Butler-Short, founder and president of Virginia Women for Trump, presented a letter calling for Carper’s resignation at his Senate office on Capitol Hill. She said she coordinated the letter with the director of Delaware Women for Trump, the Delaware affiliate of her organization.
Butler-Short told Newsmax she demanded Carper’s resignation on behalf of all women “to point out the hypocrisy and double standard” of his recent opposition to the confirmation of Supreme Court Justice Brett Kavanaugh.
“Sen. Carper has admitted to giving his wife a black eye, and Sen. Carper voted no on Judge Kavanaugh,” Butler-Short told Newsmax. “Two and two don’t add up in this case.
“If he feels that Judge Kavanaugh, now Justice Kavanaugh, was not qualified for his positon, what qualifies him as a self-admitted wife beater to be a senator from Delaware?” Butler-Short said, adding: “He just needs to be responsible.”
The initial allegation of domestic violence against Carper surfaced in a 1982 New York Post report. Carper was running for Congress at the time and rejected the report as “political character assassination.”
But 16 years later, in a statement to veteran Delaware political reporter Celia Cohen, Carper reportedly admitted that the altercation occurred.

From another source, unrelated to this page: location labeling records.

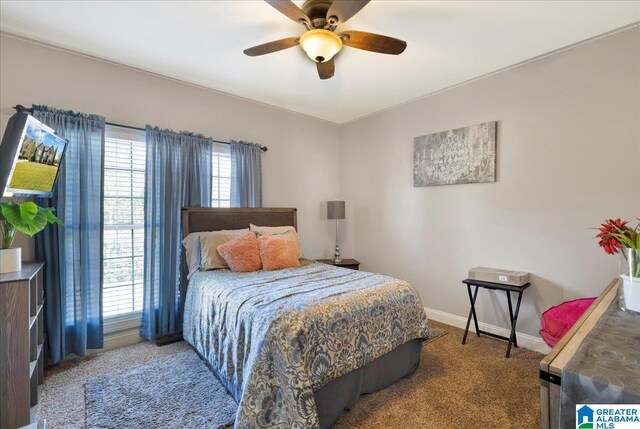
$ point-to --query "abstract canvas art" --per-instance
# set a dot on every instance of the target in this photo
(463, 155)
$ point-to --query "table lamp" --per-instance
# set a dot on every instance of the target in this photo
(335, 210)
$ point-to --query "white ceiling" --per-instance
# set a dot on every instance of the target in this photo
(202, 42)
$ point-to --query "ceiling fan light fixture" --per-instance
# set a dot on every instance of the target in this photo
(320, 45)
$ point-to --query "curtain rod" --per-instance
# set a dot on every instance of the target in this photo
(21, 108)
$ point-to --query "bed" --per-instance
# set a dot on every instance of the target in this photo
(297, 347)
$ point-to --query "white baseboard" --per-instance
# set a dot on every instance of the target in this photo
(524, 340)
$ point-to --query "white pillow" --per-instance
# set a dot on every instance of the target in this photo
(191, 245)
(287, 232)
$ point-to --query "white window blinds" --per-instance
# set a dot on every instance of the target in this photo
(123, 251)
(220, 175)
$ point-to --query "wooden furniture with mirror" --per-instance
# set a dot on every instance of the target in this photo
(21, 343)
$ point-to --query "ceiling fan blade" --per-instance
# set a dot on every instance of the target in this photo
(289, 9)
(326, 69)
(276, 45)
(373, 42)
(345, 9)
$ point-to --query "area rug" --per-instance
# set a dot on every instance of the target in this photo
(178, 391)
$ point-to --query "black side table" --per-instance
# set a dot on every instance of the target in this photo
(513, 316)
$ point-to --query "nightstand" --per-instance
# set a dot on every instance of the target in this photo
(345, 263)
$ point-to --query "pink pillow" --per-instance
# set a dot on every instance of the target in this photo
(558, 320)
(241, 254)
(277, 253)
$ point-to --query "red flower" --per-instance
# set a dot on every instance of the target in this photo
(608, 242)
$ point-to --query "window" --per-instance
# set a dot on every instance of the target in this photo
(220, 175)
(123, 236)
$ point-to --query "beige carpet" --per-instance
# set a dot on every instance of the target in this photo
(456, 386)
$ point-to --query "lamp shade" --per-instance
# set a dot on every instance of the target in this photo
(335, 209)
(320, 45)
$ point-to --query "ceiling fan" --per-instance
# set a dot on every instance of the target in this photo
(320, 42)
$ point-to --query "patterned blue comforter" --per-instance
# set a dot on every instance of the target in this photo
(276, 337)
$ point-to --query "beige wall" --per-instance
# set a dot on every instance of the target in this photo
(299, 170)
(568, 156)
(561, 122)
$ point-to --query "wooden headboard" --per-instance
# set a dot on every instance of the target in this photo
(196, 219)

“Did I slap my wife 20 years ago? Yes,” Carper reportedly told Cohen. “Do I regret it? Yes. Would I do it again? No.”
Carper and his first wife were divorced in 1983, and he remarried in 1985.

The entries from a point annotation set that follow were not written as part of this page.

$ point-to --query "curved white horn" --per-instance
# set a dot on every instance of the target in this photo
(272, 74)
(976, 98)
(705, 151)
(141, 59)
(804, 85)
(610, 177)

In December, the Washington Free Beacon reported on Carper’s tortuous efforts to deny or minimize the incident. According to The Free Beacon, Carper’s confession was published in Cohen’s book, Only in Delaware.

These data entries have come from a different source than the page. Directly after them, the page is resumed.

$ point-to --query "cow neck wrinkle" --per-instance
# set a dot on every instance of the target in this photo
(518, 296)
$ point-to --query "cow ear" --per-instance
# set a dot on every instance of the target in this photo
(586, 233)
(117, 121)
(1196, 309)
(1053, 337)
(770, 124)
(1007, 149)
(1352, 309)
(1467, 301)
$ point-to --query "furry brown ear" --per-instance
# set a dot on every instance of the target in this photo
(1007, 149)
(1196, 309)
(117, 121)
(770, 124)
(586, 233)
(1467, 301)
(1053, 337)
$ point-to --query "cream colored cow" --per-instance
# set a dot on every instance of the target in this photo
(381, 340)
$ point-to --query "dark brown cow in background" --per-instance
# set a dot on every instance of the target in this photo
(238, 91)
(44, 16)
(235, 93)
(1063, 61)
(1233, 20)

Carper is up for re-election and appears to have a double-digit lead in the polls over his GOP challenger, Robert Arlett, a Sussex County councilman. Arlett’s campaign organization was aware that Butler-Short planned to present the letter, and released a statement Thursday evening from the Republican candidate.
“The #MeToo movement has shined a spotlight on domestic violence and sexual misconduct,” Arlett stated in the news release. “I find it appalling that the Democrats are protecting a U.S. senator who is himself the poster child for domestic violence. I applaud the #MeToo movement and agree that it is now time for Sen. Carper to be held accountable for his abuse of his former wife.”
Butler-Short said Carper avoided her Thursday afternoon at his Senate office. She said she read the letter verbally, then left it with the senator’s staff.
Carper’s campaign spokesperson did not respond to a Newsmax request Thursday for comment.
In a December statement about the incident to the New York Times, Carper said: “Any claim that I lied or attempted to hide my behavior is false. I am a man who has made his share of mistakes, but I am not and never have been one who abuses his wife and children.”
Later in that statement he added: “This is a difficult topic that dredges up feelings from many decades ago, but sunshine is the best disinfectant. I am grateful that my family has accepted the mistakes that I’ve made in the past and that they love me today.”
Arlett charged earlier this month that Carper is “in hiding,” after he did not appear at a candidate forum in Millsboro, Del.
The two are scheduled to debate on Oct. 17 at the University of Delaware.